Cost-Benefit Analysis of Trans-Arterial Radio-Embolization with Y-90 Glass Microspheres Versus Drug-Eluting Bead Trans-Arterial Chemo-Embolization in Patients with Hepatocellular Carcinoma in Italy.
Carla Rognoni, Sherry Bhoori, Laura Crocetti, Cristina Mosconi, Paolo Fonio, Marco Angelo Bongini, Elena Bozzi, Maurizia Brunetto, Alberta Cappelli, Carlo Chiesa, Roberto Cioni, Fernando Di Gregorio, Andrea Doriguzzi, Marco Maccauro, Gianluca Masi
Abstract
Open AccessPURPOSE: To evaluate the cost-benefit of Trans-Arterial Radio-Embolization (TARE) with Y-90 glass microspheres compared to Drug-Eluting Bead Trans-Arterial Chemo-Embolization (DEB-TACE) in patients with intermediate- and early-stage hepatocellular carcinoma (HCC) not eligible for surgery or ablation. MATERIALS AND METHODS: A partitioned survival model estimated life years (LYs) and costs over a 2-year horizon, considering the complete initial care pathway.

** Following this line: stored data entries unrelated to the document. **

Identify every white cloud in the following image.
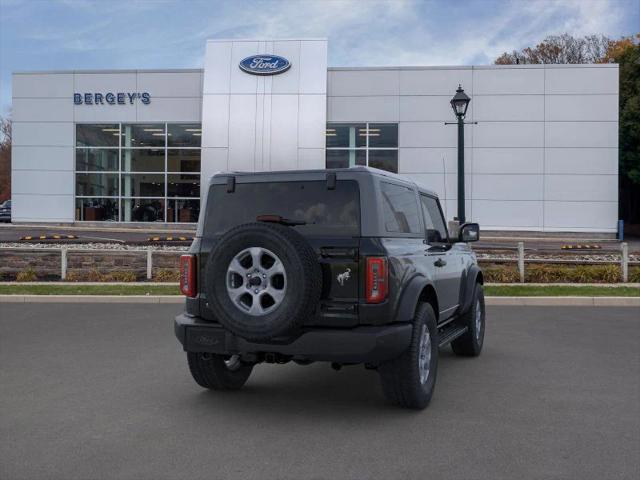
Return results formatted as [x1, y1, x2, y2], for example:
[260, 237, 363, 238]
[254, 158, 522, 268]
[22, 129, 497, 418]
[188, 0, 634, 66]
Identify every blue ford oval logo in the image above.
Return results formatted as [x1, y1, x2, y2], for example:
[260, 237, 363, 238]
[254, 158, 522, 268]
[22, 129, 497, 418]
[239, 55, 291, 75]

The analysis was conducted in two scenarios, TARE with standard (SD) or personalized dosimetry (PD). Clinical data were sourced and adapted from the TRACE study, and real-world resource utilization and costs were collected from five high-volume Italian oncology centers. A micro-costing approach assessed value for money from the hospital perspective, expressed as Incremental Net Monetary Benefit (INMB), applying a willingness-to-pay (WTP) threshold of 50,000€/LY. RESULTS: TARE showed greater survival (SD: 1.617 LYs, PD: 1.823 LYs vs 1.331 LYs DEB-TACE) and higher overall costs (SD: 32,381€, PD: 32,922€ vs 27,735€ DEB-TACE) at 2 years, reflecting its greater healthcare utilization driven by better outcomes. TARE was associated with a positive INMB (SD: 9,664€; PD: 19,429€), demonstrating cost-effectiveness. CONCLUSION: Due to improved survival and a positive INMB under both standard and personalized dosimetry, TARE is more cost-effective than DEB-TACE, showing greater value for money compared to DEB-TACE. These results aim to support informed decision-making on the treatment options for patients with unresectable HCC.